UTSA researchers examine urban effects on thunderstorms in Southeastern cities
To better understand the impact that urban environments have on storms and rainfall, two researchers from The University of Texas at San Antonio (UTSA) collaborated with colleagues at Louisiana State University (LSU) to observe how metro areas throughout the Southeastern United States enhance thunderstorm frequency.
Neil Debbage, an assistant professor of geography and environmental sustainability in the UTSA College of Liberal and Fine Arts, and graduate geography student Jewel Uzquiano worked with doctoral student Robert Forney and geography professor Paul Miller of LSU. The collaboration resulted in a NASA-supported research paper that was published in the May 2022 issue of Urban Climate.
Debbage has studied the effects of large cities on climatology for some time. Urban cores have been constructed with heat-absorbing materials like concrete, steel and asphalt. Cities also have a higher concentration of machines that pump heat into the atmosphere and generally have a lower concentration of cooling vegetation. This increased temperature in large metro areas provides a source of unstable air, which has the capability of producing clouds leading to more frequent rainfall and thunderstorms. This is commonly known as the urban rainfall effect.
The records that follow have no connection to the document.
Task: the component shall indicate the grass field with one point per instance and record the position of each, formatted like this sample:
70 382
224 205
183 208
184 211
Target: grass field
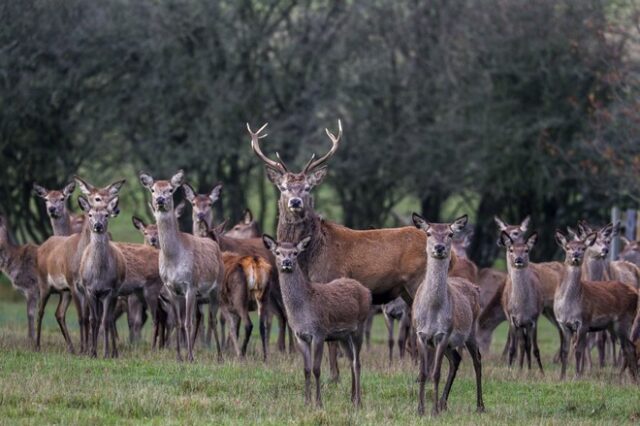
147 387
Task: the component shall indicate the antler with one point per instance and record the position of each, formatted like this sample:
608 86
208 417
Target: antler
335 140
255 145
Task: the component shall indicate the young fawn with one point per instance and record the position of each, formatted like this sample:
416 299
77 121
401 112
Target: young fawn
333 311
582 306
522 299
102 272
445 314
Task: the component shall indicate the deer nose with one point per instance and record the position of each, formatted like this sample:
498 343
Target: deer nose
295 203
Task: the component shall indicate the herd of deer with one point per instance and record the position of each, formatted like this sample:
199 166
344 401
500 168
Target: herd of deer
321 279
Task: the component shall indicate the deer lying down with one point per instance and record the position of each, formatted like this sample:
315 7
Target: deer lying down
335 311
244 289
582 306
18 263
445 314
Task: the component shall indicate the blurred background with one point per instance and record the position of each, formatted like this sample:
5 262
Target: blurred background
488 108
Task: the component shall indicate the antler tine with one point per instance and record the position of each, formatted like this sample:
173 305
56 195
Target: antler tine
255 145
335 140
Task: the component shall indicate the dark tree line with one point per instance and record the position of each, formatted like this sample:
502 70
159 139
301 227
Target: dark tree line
508 108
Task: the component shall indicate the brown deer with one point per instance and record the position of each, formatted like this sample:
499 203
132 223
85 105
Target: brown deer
202 205
245 289
62 222
389 262
445 314
58 266
582 306
102 272
190 266
335 311
18 263
522 299
246 228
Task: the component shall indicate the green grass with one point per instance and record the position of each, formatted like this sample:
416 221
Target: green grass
151 387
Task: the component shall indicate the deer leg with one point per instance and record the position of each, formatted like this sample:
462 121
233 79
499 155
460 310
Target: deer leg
61 310
42 302
422 374
564 351
472 347
317 346
390 341
454 359
536 350
441 346
32 308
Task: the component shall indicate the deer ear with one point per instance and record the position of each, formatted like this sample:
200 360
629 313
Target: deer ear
214 195
304 243
84 204
138 223
112 207
179 210
114 188
532 240
316 176
248 217
39 191
591 239
85 187
146 180
219 229
274 176
419 221
269 242
459 224
189 193
177 180
68 190
501 225
560 239
505 240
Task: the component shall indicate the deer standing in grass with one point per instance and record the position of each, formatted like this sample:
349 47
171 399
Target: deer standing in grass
445 314
58 261
389 262
582 306
102 272
333 311
190 266
522 299
18 262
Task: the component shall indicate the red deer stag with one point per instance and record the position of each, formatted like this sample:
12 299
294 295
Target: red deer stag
336 311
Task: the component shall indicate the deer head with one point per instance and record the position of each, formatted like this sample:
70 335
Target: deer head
162 191
246 228
56 201
295 188
575 249
202 204
439 235
515 232
98 213
286 254
517 252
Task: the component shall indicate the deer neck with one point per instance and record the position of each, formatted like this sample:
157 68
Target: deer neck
168 234
62 225
595 268
521 289
571 285
295 288
436 288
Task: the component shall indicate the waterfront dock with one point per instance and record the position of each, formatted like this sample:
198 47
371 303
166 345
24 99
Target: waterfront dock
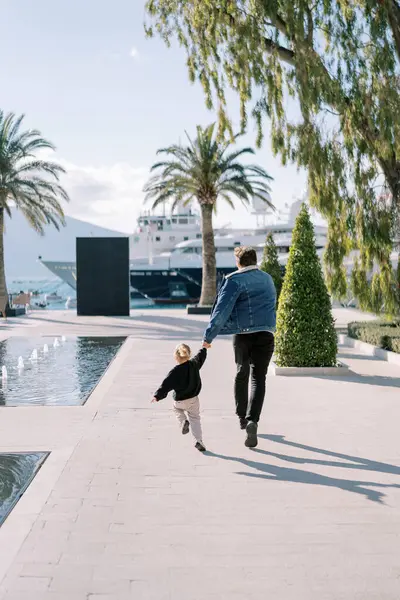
126 508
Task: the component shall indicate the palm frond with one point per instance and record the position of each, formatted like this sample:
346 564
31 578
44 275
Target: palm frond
30 183
205 169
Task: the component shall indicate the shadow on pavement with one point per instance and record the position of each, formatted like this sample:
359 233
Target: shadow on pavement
288 474
352 377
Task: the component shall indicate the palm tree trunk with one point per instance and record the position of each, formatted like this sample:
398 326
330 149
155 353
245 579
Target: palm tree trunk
209 280
3 285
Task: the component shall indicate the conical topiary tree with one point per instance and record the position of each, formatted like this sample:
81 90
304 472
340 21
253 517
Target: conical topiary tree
306 334
270 263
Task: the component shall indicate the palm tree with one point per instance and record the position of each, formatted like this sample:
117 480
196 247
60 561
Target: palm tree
27 183
205 171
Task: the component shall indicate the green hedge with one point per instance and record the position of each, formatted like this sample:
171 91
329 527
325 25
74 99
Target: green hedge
383 334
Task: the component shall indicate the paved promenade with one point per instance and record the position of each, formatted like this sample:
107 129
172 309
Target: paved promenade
126 508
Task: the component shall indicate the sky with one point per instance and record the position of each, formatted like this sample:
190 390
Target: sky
86 76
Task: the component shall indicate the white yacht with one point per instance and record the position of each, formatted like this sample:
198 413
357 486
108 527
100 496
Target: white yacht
166 251
174 277
154 234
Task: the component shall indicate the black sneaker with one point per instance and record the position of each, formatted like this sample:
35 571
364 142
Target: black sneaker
243 422
251 430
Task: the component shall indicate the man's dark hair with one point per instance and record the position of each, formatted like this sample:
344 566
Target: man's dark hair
246 256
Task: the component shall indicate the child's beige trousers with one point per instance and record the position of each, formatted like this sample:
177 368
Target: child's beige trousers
191 408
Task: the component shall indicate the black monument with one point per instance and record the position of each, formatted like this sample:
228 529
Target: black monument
102 270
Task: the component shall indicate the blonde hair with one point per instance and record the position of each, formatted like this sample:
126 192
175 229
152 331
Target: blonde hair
182 352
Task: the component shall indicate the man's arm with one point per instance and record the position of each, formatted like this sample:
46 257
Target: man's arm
200 358
222 310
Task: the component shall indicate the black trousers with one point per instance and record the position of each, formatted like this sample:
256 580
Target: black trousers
253 353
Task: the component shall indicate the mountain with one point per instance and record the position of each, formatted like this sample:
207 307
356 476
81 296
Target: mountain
23 246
Although the understanding of the urban rainfall effect has grown more robust over the decades, studies have generally focused on a limited number of large cities. Aiming for more accurate comparisons, the UTSA-LSU collaborative examined weakly-forced thunderstorms from 2001 to 2015 in 32 urban environments across the Southeastern U.S. The team’s focus included large metro areas such as Atlanta, Miami and New Orleans as well as smaller ones such as Hickory, N.C., Jackson, Miss., and Huntsville, Ala.
To accomplish this feat, the team developed a methodology to create an Urban Convection Ratio (UCR) for each city. The UCR compared the frequency of weakly-forced thunderstorms—which are storms driven largely by instability and moisture rather than the synoptic-scale lifting of air and wind shear—to the frequency of storms anticipated as a result of geophysical factors alone, allowing the researchers to isolate urban influences on thunderstorm activity.
Of the 32 cities in the study, these 10 had the largest UCRs:
- New Orleans, La.
- Memphis, Tenn.
- Tampa, Fla.
- Raleigh, N.C.
- Knoxville, Tenn.
- Atlanta, Ga.
- Sarasota, Fla.
- Miami, Fla.
- Norfolk, Va.
- Birmingham, Ala.
Although coastal metros such as New Orleans have historically made it more challenging to precisely identify urban effects on rainfall—due to their increased interaction with sea breezes and tropical disturbances—Debbage said the cities at the top of the list absolutely warrant additional investigation.
“I think this study sets the stage for future modeling work to more fully understand the specific physical mechanisms that explain the large UCRs in New Orleans, Memphis and Tampa,” he explained.
While New Orleans, Memphis and Tampa could prove to be informative study sites for the urban rainfall effect, two other top 10 entrants offered even more striking insights.
“One of the more notable findings was that several relatively smaller cities like Knoxville and Norfolk exhibited significant thunderstorm enhancements,” Debbage said. “This suggests that the urban rainfall effect is potentially widespread throughout the Southeast.”
The researchers were also surprised to find that two urban areas they examined actually suppressed thunderstorm activity: Winston-Salem, N.C., and Hickory, N.C., which ranked third-to-last and last, respectively, in UCR size among the cities studied. In Hickory’s case, the group surmises that the city’s interactions with the mountainous topography of the Appalachians to the west could reduce thunderstorms. In addition to cities with large UCRs, these two areas certainly merit further analysis.
Moving forward, Debbage hopes to apply the UCR approach to additional urban environments beyond the Southeast. One of the driving forces behind his research is urban flood resiliency. A better understanding of the urban rainfall effect will inform city leaders and first responders on how to prepare for potentially hazardous weather events.
“To fully prepare for flooding, urban planners and emergency managers likely need to account for urban amplification of precipitation,” Debbage explained. “It is, in many respects, a double whammy, where urban environments can increase the initial rainfall and increase runoff once the precipitation reaches the ground.”
In addition to research on urban climatology, natural hazards, weather modeling and sustainability, Debbage regularly teaches courses in weather, climate, physical geography and GIS mapping.
In fact, his graduate student, Uzquiano, was responsible for the GIS visualizations and cartography for this research project.